THE ISSUE: A project headed by Indiana University Kokomo is aimed at setting up a regional economic development collaborative.
OUR VIEW: Community leaders throughout the region should get behind this effort.
Partnerships, collaboration and networking.
Those are the key words identified by a group of more than 70 community leaders hoping to help 14 north central Indiana counties find ways to compete in the global marketplace.
That is the goal of the Regional Leadership Institute at Indiana University Kokomo.
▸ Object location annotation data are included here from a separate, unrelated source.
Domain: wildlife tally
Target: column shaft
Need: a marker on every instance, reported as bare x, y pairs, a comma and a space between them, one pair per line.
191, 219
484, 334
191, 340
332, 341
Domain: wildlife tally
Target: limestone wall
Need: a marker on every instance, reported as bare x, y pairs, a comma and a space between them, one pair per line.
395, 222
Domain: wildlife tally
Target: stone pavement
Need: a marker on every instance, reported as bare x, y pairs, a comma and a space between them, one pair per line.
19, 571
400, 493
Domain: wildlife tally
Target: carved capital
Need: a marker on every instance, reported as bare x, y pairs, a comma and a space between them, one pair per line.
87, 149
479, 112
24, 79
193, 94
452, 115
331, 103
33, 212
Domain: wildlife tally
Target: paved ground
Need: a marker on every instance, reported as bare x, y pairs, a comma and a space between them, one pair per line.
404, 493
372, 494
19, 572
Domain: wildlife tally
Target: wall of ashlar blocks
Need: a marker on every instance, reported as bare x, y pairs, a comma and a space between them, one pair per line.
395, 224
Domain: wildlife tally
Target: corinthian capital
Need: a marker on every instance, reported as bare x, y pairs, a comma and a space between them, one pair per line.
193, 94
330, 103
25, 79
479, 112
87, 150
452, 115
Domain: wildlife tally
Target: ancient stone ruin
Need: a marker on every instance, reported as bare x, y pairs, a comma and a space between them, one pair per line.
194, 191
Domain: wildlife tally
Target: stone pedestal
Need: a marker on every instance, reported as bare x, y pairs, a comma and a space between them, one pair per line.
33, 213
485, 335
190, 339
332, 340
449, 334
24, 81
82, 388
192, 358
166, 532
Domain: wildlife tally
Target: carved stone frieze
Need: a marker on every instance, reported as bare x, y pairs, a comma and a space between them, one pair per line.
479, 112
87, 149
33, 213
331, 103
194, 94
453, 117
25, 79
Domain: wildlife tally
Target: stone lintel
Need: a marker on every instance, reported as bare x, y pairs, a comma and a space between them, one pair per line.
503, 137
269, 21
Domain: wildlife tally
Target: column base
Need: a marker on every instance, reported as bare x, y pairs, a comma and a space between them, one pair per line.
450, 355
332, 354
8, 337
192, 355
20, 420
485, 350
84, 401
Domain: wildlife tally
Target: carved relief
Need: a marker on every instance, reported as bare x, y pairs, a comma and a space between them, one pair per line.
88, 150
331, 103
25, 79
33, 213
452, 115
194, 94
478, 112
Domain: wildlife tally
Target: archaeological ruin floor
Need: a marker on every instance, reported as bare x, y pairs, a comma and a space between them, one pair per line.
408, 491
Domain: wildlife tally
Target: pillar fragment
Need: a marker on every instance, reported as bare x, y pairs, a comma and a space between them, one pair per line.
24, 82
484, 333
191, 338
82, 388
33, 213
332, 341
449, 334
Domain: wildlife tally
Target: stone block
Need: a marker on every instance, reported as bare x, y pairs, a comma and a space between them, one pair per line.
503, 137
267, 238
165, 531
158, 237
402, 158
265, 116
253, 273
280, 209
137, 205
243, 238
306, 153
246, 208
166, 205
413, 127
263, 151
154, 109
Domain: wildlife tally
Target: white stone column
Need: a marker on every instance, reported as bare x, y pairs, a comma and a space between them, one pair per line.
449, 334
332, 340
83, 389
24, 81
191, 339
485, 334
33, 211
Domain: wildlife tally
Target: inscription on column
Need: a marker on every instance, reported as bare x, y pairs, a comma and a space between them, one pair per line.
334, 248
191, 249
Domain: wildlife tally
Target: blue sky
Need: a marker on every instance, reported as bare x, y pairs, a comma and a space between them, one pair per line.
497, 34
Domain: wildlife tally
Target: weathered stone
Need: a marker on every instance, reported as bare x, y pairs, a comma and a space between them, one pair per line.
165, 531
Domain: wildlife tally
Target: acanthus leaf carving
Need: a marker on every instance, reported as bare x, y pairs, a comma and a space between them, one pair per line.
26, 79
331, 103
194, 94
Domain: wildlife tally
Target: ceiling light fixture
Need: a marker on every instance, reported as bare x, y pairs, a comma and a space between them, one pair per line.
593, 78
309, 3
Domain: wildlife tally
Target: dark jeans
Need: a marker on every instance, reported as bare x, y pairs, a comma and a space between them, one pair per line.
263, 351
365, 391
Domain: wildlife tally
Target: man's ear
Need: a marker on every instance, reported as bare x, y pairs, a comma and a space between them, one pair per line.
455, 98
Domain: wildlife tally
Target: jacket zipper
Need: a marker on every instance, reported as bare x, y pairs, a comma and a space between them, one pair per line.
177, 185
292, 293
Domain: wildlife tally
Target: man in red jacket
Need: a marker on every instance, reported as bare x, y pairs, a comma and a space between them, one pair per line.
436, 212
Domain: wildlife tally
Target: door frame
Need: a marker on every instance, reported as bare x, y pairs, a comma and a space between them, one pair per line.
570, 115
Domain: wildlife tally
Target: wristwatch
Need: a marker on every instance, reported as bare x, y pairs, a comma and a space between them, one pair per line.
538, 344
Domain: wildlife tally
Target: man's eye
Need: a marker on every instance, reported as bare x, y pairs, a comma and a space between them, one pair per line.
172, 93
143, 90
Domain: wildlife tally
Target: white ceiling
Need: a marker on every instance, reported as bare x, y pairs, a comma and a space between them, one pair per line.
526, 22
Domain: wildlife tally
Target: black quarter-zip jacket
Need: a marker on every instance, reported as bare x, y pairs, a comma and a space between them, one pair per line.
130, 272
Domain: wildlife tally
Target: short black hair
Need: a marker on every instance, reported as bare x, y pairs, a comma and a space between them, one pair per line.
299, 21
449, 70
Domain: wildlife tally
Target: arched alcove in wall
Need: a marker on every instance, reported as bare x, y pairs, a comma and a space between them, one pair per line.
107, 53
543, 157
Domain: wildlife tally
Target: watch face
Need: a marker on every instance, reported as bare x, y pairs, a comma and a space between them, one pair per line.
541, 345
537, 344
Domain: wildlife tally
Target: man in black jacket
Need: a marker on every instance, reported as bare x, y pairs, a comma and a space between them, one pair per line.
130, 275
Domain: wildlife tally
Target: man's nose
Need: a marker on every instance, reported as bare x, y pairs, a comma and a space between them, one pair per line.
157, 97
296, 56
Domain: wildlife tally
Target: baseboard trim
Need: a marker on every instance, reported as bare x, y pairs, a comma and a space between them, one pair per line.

The institute grew out of a two-year study funded by a $350,000 Indiana WIRED grant to look at the possibility of a regional economic development effort involving Benton, Carroll, Cass, Clinton, Fountain, Fulton, Howard, Miami, Montgomery, Tippecanoe, Tipton, Wabash, Warren and White counties.
IU Kokomo is hoping for a grant from the Lilly Foundation to establish a regional organization staffed by two or three people whose main function would be to help communities in the 14 counties work together to accomplish goals they could not achieve on their own.
The community leaders involved in this effort have seen such regional approaches work in other parts of the country.
Members traveled to Michigan, Kentucky and North Carolina to look at how those regions managed to team up to tackle the issues they needed to tackle to make themselves more competitive on a global scale.
One delegation visited Piedmont, N.C., an area that a decade ago lost some 20,000 jobs in the furniture and tobacco industries. Now, the area is bouncing back by tapping into its hub of interstates and recently expanded freight-only airport. A regional organization like the one IU Kokomo wants to establish also targeted the largest employers in the Piedmont area to help develop a regional transportation system that takes 40,000 people a month to and from work for $2 a day each way.
The same approach can work here.
The secret is for local leaders to look beyond city and county boundaries.
It’s easy to talk about that, to say that every county in the region gains when one county has success in attracting more jobs. But it’s quite another to put that philosophy into practice. To put aside local jealousies and work together as one region.
To the extent that this effort is successful, communities throughout the 14-county region will benefit. Our hope is that community leaders will embrace the concept and work together to push this vision forward.